A large performance space can be configured in different ways; using the entire room for big events (holding up to about 150 people) or — via movable stages and walls — making an intimate space for smaller-scale readings. And there’s an invitingly landscaped outdoor courtyard in the back, giving light to the office space that holds Hugo House’s staffers (10 full time, plus a number of part-time workers).
Swenson, who’s been at the helm of Hugo House since 2012, walked me through the space in happy disbelief — this project, several years in the making, is finally near completion. She spoke of the contributions by many generous people: building owners Linda Breneman and Ted and Linda Johnson, who made it possible for Hugo House to purchase the space (it’s technically a condo) at a well-below-market rate; the board members and donors who raised millions of dollars for the purchase and renovation; the Frye Museum, which offered a temporary home to Hugo House during construction; the many volunteers who help with Hugo House’s programs. “It feels kind of miraculous to me,” she said. “We are so clearly under a lucky star.”
Hugo himself, who died in Seattle in 1982, will never see the building that his work and life inspired. Born in White Center, he grew up in hardscrabble poverty; as an acclaimed poet, his work often focused on overlooked people and places. “He had a huge heart,” said Swenson, who knew him, “and he wrote with such insight and compassion about people in difficult circumstances and towns dying on the vine.”
It took Hugo many years — during which time he worked at Boeing — to find his voice as a writer; Hugo House, as it settles into its new home, continues to be dedicated to helping writers do just that. “Hugo House is all about opening the door of the literary world,” said Swenson, “to everyone who loves books, and who has a drive to write.”

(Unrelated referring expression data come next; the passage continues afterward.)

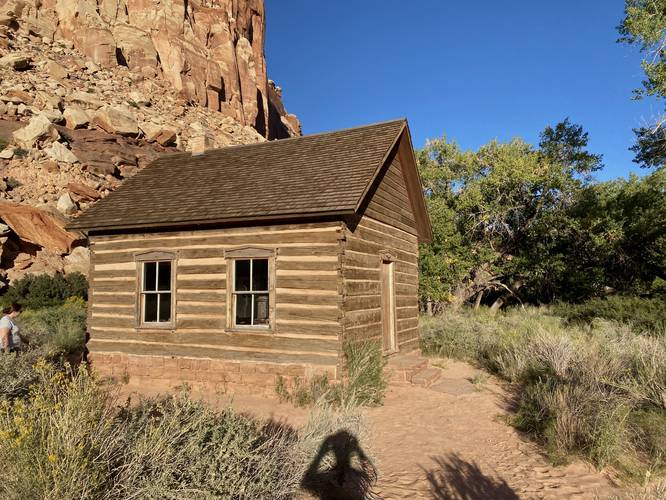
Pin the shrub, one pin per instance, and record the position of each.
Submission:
(59, 330)
(66, 440)
(581, 388)
(36, 291)
(364, 383)
(643, 315)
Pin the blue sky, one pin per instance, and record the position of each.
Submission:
(472, 71)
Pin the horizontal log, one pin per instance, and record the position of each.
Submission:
(201, 269)
(353, 287)
(201, 308)
(115, 299)
(294, 265)
(229, 231)
(200, 322)
(306, 298)
(215, 353)
(212, 284)
(308, 282)
(285, 312)
(407, 324)
(361, 302)
(407, 312)
(238, 339)
(215, 297)
(364, 317)
(295, 327)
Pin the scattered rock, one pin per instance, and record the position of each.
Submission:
(116, 120)
(66, 205)
(75, 117)
(59, 152)
(78, 261)
(56, 70)
(19, 62)
(80, 192)
(53, 115)
(7, 154)
(36, 226)
(38, 128)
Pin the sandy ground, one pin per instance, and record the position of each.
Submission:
(430, 444)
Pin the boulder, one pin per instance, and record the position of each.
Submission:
(56, 70)
(18, 62)
(78, 261)
(81, 192)
(17, 96)
(53, 115)
(116, 120)
(37, 129)
(7, 154)
(59, 152)
(37, 226)
(66, 205)
(86, 99)
(75, 117)
(101, 168)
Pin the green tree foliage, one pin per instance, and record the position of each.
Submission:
(644, 26)
(36, 291)
(518, 223)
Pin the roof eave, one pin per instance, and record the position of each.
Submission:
(208, 222)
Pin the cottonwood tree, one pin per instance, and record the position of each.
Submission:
(644, 26)
(494, 212)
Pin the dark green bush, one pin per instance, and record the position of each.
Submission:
(57, 330)
(642, 314)
(36, 291)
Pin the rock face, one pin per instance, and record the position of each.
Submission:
(210, 51)
(91, 91)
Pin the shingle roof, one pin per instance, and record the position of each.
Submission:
(322, 173)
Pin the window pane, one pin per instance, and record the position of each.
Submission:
(260, 274)
(150, 308)
(149, 275)
(164, 276)
(244, 309)
(261, 309)
(165, 307)
(242, 276)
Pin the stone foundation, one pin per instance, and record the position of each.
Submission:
(207, 375)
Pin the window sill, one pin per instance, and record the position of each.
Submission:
(249, 329)
(156, 326)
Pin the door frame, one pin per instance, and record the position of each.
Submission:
(388, 307)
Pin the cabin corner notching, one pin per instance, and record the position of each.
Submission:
(229, 286)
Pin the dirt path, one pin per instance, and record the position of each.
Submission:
(436, 445)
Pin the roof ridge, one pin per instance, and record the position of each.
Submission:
(286, 139)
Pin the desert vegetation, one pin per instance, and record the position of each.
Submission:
(69, 437)
(364, 383)
(593, 389)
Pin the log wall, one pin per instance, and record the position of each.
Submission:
(308, 281)
(387, 224)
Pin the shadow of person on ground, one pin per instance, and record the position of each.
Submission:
(334, 477)
(455, 478)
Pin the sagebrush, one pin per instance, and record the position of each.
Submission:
(68, 439)
(595, 390)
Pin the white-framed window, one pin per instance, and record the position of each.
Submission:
(251, 296)
(156, 301)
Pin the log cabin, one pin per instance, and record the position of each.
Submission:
(230, 267)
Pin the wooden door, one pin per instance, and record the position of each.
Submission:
(389, 343)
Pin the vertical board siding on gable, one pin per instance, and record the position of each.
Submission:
(387, 224)
(388, 200)
(307, 280)
(361, 272)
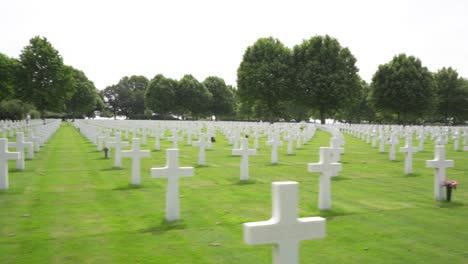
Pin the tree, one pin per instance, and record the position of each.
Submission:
(452, 95)
(325, 77)
(14, 109)
(111, 99)
(360, 108)
(263, 76)
(193, 98)
(127, 96)
(42, 77)
(7, 77)
(131, 95)
(403, 87)
(84, 99)
(223, 97)
(160, 96)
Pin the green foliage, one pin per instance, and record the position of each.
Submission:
(405, 88)
(14, 109)
(84, 100)
(42, 77)
(193, 98)
(223, 97)
(264, 76)
(358, 109)
(326, 76)
(160, 95)
(452, 95)
(7, 77)
(127, 96)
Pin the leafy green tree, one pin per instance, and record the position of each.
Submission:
(14, 109)
(7, 76)
(127, 96)
(452, 95)
(325, 76)
(263, 76)
(160, 95)
(358, 109)
(193, 97)
(111, 99)
(42, 78)
(131, 95)
(84, 99)
(403, 87)
(223, 97)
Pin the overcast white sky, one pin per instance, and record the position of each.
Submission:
(111, 39)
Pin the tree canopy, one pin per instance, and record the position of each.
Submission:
(264, 76)
(160, 95)
(42, 78)
(452, 95)
(223, 97)
(403, 87)
(7, 76)
(325, 75)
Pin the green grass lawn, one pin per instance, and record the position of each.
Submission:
(71, 206)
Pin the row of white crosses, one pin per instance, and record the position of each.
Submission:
(20, 145)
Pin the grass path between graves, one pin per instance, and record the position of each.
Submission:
(71, 206)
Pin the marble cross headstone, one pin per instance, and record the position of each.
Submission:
(5, 155)
(409, 150)
(393, 141)
(327, 169)
(118, 144)
(136, 154)
(20, 145)
(172, 172)
(439, 163)
(201, 144)
(274, 143)
(175, 139)
(284, 229)
(245, 152)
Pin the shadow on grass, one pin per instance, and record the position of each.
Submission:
(111, 169)
(128, 187)
(452, 204)
(245, 182)
(341, 178)
(411, 175)
(164, 227)
(332, 213)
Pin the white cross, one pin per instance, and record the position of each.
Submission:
(456, 140)
(439, 163)
(393, 141)
(175, 139)
(335, 144)
(20, 145)
(136, 154)
(35, 140)
(381, 143)
(290, 139)
(245, 152)
(172, 172)
(327, 169)
(274, 143)
(5, 155)
(157, 137)
(284, 229)
(118, 144)
(409, 150)
(201, 153)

Hugo House grand opening, 5-8 p.m. Saturday, Sept. 22; 1634 11th Ave., Seattle; 206-322-7030, hugohouse.org. Free and open to the public; program, hosted by Nancy Guppy, includes readings from local writers (including Maria Semple, Anastacia-Renee, Quenton Baker and Hugo House writers-in-residence Kristen Millares Young and Amber Flame), live literature-inspired music, a Works in Progress open mic and an after-party (8-10 p.m. with disc jockey Gabriel Teodros of KEXP).